Progress report and more details of the first release
April 12, 2011
Posted by on
In a few months, the first release will be ready. It will include the full virtual machine based language with fast matrix multiply (capable of over 50% GPU utilization) and random number generation (have not figured this out on the GPU yet) using an OpenCL JIT back-end. This is, in my opinion, the minimal feature set useful enough to overcome the adoption barrier.
I know… what people really want is something like PeakStream in a scripting language.
I see GPU acceleraed Python projects:
- PyGPU – designed for image processing, last updated in 2007 using OpenGL/Cg
- GpuPy – no download, also uses OpenGL/Cg, does not appear to optimize shader code
- enjing – this is interesting, very close in spirit to this project, uses CUDA
- PyCUDA/PyOpenCL – relatively low level foreign function interface over CUDA and OpenCL
Of the four, enjing is the most PeakStream like. It optimizes GPU kernels underneath NumPy.
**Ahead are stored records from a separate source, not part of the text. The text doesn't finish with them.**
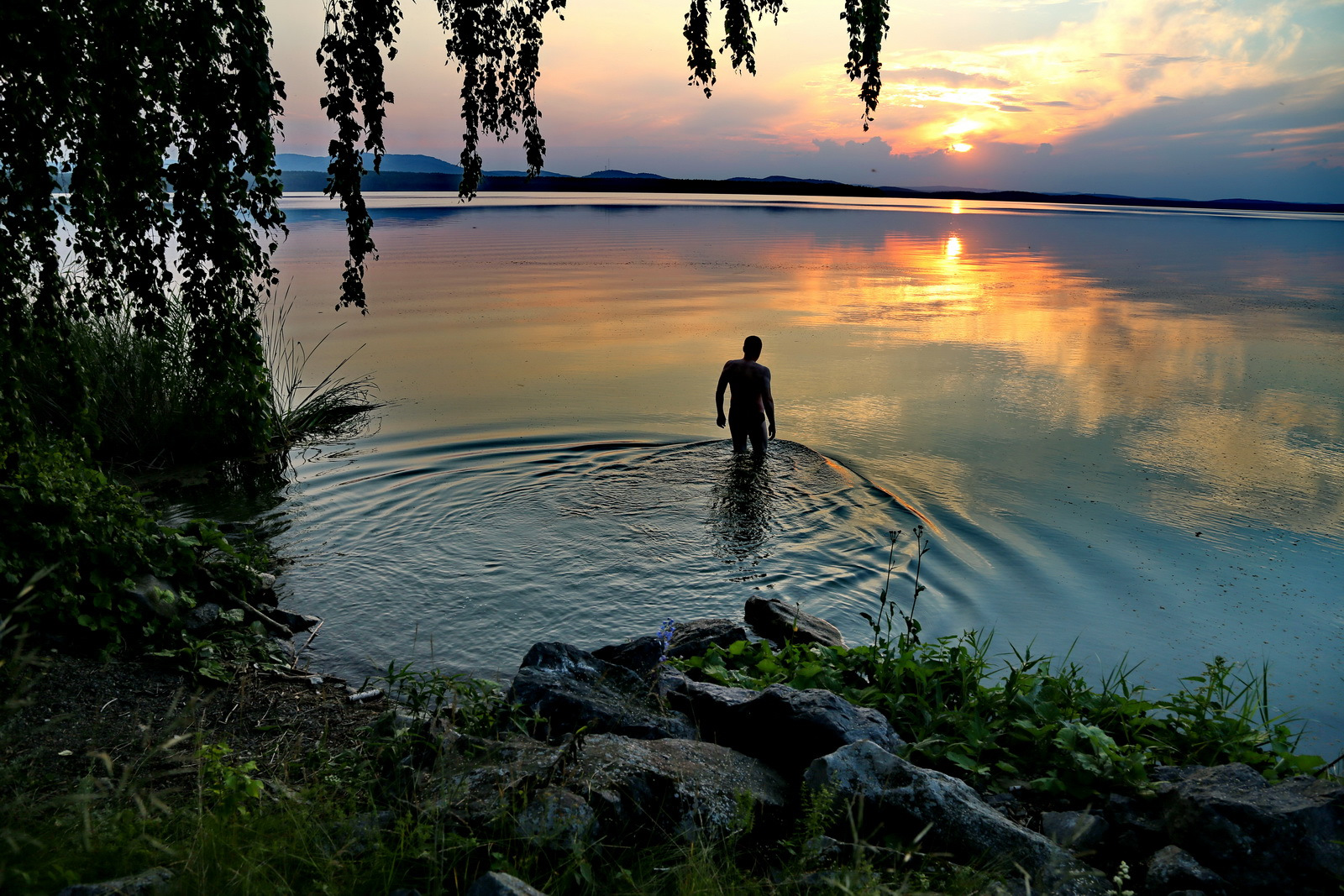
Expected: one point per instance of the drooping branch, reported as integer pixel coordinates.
(496, 47)
(355, 36)
(867, 24)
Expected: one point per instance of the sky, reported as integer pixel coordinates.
(1187, 98)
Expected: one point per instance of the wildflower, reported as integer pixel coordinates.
(664, 637)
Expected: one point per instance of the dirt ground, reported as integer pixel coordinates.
(81, 716)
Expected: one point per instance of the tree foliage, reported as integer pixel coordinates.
(138, 143)
(496, 47)
(136, 170)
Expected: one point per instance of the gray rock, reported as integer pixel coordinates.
(1171, 868)
(685, 788)
(642, 656)
(573, 689)
(781, 726)
(1261, 837)
(202, 617)
(296, 622)
(558, 820)
(905, 799)
(638, 790)
(150, 882)
(780, 622)
(501, 884)
(692, 638)
(1074, 829)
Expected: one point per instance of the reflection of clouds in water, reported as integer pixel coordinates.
(1278, 459)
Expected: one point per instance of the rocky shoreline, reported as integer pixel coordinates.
(618, 747)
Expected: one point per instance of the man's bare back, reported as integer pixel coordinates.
(753, 403)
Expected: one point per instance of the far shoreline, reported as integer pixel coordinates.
(315, 181)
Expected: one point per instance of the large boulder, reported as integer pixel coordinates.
(1173, 869)
(618, 789)
(696, 636)
(904, 799)
(774, 620)
(781, 726)
(573, 689)
(1261, 837)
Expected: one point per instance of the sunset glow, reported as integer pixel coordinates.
(1142, 97)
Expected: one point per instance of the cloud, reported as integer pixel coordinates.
(942, 76)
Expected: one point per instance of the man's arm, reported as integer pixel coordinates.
(768, 399)
(718, 394)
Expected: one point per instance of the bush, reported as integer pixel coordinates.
(94, 539)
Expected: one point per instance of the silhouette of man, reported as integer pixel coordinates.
(753, 405)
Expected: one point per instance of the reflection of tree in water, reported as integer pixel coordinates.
(741, 508)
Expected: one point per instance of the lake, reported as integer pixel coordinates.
(1121, 427)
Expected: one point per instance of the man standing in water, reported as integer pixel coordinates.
(753, 405)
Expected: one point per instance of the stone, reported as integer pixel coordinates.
(687, 789)
(573, 689)
(904, 799)
(202, 617)
(640, 656)
(781, 726)
(774, 620)
(692, 638)
(1074, 829)
(496, 883)
(638, 790)
(296, 622)
(558, 820)
(150, 882)
(1261, 837)
(1171, 868)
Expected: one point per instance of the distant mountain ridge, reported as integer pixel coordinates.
(427, 174)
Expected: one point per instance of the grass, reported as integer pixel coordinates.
(340, 821)
(1016, 719)
(141, 401)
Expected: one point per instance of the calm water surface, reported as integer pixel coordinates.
(1122, 429)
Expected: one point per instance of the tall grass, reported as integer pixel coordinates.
(300, 409)
(140, 396)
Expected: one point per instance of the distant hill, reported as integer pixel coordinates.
(427, 174)
(612, 174)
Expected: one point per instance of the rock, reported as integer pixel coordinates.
(296, 622)
(642, 656)
(148, 882)
(202, 617)
(781, 726)
(905, 799)
(573, 689)
(1261, 837)
(692, 638)
(638, 790)
(501, 884)
(1074, 829)
(777, 621)
(558, 820)
(685, 788)
(1171, 868)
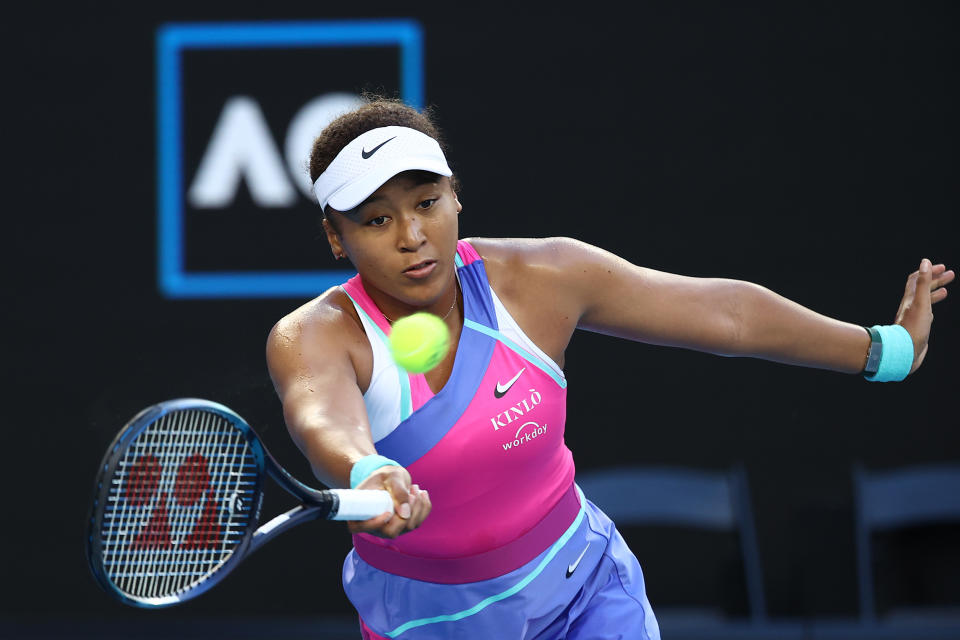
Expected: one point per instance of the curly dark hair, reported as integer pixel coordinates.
(377, 112)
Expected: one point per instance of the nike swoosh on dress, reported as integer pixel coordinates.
(573, 567)
(502, 389)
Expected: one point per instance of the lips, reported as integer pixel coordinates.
(421, 269)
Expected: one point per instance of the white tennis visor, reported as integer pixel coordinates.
(371, 159)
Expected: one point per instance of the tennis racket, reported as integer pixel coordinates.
(177, 502)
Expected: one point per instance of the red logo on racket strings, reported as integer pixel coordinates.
(192, 483)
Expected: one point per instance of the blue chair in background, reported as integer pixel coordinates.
(683, 497)
(889, 500)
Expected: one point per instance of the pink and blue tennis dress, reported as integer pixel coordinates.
(511, 549)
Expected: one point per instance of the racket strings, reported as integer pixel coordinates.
(179, 502)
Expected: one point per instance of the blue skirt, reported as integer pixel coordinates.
(588, 584)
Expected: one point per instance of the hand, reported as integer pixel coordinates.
(925, 287)
(411, 505)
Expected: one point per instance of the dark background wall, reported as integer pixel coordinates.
(808, 147)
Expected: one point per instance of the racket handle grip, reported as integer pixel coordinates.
(361, 504)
I must take a closer look at it.
Anyway, here are the header files in the project as of this moment.
api/peakstream.h interp/InterpRNGnormal.hpp jit/TransCond.hpp
bytecode/BC.hpp interp/InterpRNGuniform.hpp jit/TransConvert.hpp
bytecode/ByteCodes.hpp interp/InterpScalar.hpp jit/TransDispatch.hpp
bytecode/EditStak.hpp jit/BoxAccum.hpp jit/TransDotprod.hpp
bytecode/HashBC.hpp jit/BoxBase.hpp jit/TransGather.hpp
bytecode/HashJIT.hpp jit/BoxBinop.hpp jit/TransIdxdata.hpp
bytecode/PrintBC.hpp jit/BoxCond.hpp jit/TransIsomorph.hpp
bytecode/RefCnt.hpp jit/BoxConvert.hpp jit/TransLitdata.hpp
bytecode/Stak.hpp jit/BoxDotprod.hpp jit/TransMakedata.hpp
bytecode/Visit.hpp jit/BoxGather.hpp jit/TransMatmul.hpp
data/ArrayMem.hpp jit/BoxIdxdata.hpp jit/TransReadout.hpp
data/ClientTrace.hpp jit/BoxIsomorph.hpp jit/TransRNGnormal.hpp
data/Nut.hpp jit/BoxLitdata.hpp jit/TransRNGuniform.hpp
data/SingleTrace.hpp jit/BoxMakedata.hpp jit/TransScalar.hpp
data/Stream.hpp jit/BoxMatmulMM.hpp jit/VectorStream.hpp
data/VectorTrace.hpp jit/BoxMatmulMV.hpp jit/VisitJIT.hpp
interp/InterpAccum.hpp jit/BoxMatmulVM.hpp misc/MemalignSTL.hpp
interp/InterpBase.hpp jit/BoxMatmulVV.hpp misc/SimpleFuns.hpp
interp/InterpBinop.hpp jit/BoxReadout.hpp misc/TEA.hpp
interp/InterpCond.hpp jit/BoxRNGnormal.hpp misc/UtilFuns.hpp
interp/InterpConvert.hpp jit/BoxRNGuniform.hpp runtime/ArrayClient.hpp
interp/InterpDispatch.hpp jit/BoxScalar.hpp runtime/DeviceBase.hpp
interp/InterpDotprod.hpp jit/JITCompoundStmt.hpp runtime/DeviceMap.hpp
interp/InterpGather.hpp jit/JITRepeatStmt.hpp runtime/Executor.hpp
interp/InterpIdxdata.hpp jit/JITSingleStmt.hpp runtime/Interpreter.hpp
interp/InterpIsomorph.hpp jit/JITStatement.hpp runtime/MemManager.hpp
interp/InterpLitdata.hpp jit/JITStream.hpp runtime/Scheduler.hpp
interp/InterpMakedata.hpp jit/JITTrace.hpp runtime/Translator.hpp
interp/InterpMatmul.hpp jit/TransAccum.hpp vendor/OCLdevice.hpp
interp/InterpReadout.hpp jit/TransBase.hpp vendor/OCLinit.hpp
The source is approximately 12.5 KLOCs. I am still porting over the JIT into the current source tree. Fast matrix multiply (at least for ATI GPUs) will come from GATLAS which is roughly 13 KLOCs. More work on the runtime, profiling and random number generation will likely push total size to about 50 KLOCs for the first release.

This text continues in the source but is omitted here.